Schmuck: Tillman's return should never have been in doubt

Orioles reporters Eduardo Encina and Peter Schmuck talk about the Orioles adding free-agent pitcher Chris Tillman and outfielder Alex Presley. (Lloyd Fox, Baltimore Sun video)

Let's be honest. This is where Chris Tillman needed to be all along.

For all the speculation about the Twins and Tigers and whoever, there was never a good reason for him to go anywhere else.


Major league or minor league deal? Who cares. Base salary of $2 million or $4 million. So what?

Tillman reportedly agreed to a one-year deal with the reported base salary of $3 million and a raft of incentives, which is right in the middle of the range of the projections that have been floating around for weeks. The deal will be officially announced soon.


The 30-year-old right-hander has agreed to terms on a contract that would give him the opportunity to re-establish his worth as a rotation stalwart.

The bottom line, however, is this. He needed to be here because the Orioles know him and the Orioles owe him. He's been their best pitcher during the Buck Showalter/Dan Duquette era and that only means something if he attempts to made his comeback from last year's dismal performance right here.

Everything has pointed in this direction. He has been working out at the Ed Smith Stadium spring training complex for a big chunk of the offseason. He was here right up until he wasn't allowed to be, dropping out of sight as soon as pitchers and catchers had to officially report to camp.

He worked out for the Tigers the other day and reportedly was offered a minor league deal. He ultimately got a major league deal from the Orioles, but it shouldn't have mattered if it were the other way around.

Orioles pitchers Dylan Bundy and Kevin Gausman react to the signing of veteran pitcher Chris Tillman. (Lloyd Fox, Baltimore Sun video)

This is where he has the best chance to get the best look. This is where he will start the season projected in the starting rotation. This is where he doesn't have to explain himself every day to the media, since he did all that last year.

The money never should have been an issue because it's chicken feed in comparison to what he'll realize if he bounces back and has a season like he did in 2016.

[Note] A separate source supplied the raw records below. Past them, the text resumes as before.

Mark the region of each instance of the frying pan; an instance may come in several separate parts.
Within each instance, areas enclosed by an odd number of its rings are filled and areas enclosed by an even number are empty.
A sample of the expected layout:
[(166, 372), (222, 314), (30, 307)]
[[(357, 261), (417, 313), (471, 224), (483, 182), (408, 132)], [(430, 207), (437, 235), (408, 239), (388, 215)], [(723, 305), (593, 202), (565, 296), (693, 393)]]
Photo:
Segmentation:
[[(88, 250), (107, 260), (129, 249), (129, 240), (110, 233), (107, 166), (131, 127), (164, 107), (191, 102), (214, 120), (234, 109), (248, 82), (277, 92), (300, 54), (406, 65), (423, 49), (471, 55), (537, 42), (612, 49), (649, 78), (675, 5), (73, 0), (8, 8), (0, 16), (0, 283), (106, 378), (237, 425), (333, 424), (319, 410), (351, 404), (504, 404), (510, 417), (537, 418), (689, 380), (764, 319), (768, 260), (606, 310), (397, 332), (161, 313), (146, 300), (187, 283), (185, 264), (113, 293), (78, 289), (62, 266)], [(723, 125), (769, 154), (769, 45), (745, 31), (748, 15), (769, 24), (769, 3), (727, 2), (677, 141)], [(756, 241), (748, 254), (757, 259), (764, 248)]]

It's unfortunate for him that everything unraveled during his free agent walk year. He was going to be one of those guys holding out for huge contracts. Instead, he came up with a balky shoulder in December of 2016, fell out of his routine and was totally out of sync when he returned to the rotation.

Now he has a chance to get off to a fresh start, though it would have been better if he and the O's had figured this out in time for him to open spring training with the rest of the pitching staff last week.

That should not be a big deal, since he only missed a couple of bullpen sessions and he obviously was throwing elsewhere, but major league pitchers are all about routine.

A lot has changed over the past few days. The Orioles now have four experienced major league starters instead of two, which significantly improves their chances of being competitive during a 2018 season that obviously wasn't looking very good.

There is no guarantee that Tillman engineers a dramatic turnaround, but he passed his physical and he has the potential to gravitate back to the top of the rotation.

The O's also are hoping that newly signed Andrew Cashner will pick up where he left off after his solid first season pitching in the American League.

Baseball operations chief Dan Duquette still needs to stay engaged in the free agent market, which is finally shaking out. There may still be an opportunity to get another decent starter at a reasonable price, which would further allay concerns about the depth of the rotation.


Duquette confirmed soon after the Tillman deal broke that he's still in the market for one more veteran starter.

The O's also signed reserve outfielder Alex Presley on Monday, but that didn't move the needle much. Tillman's return, however, has a chance to make a huge difference if he can find his old self this spring.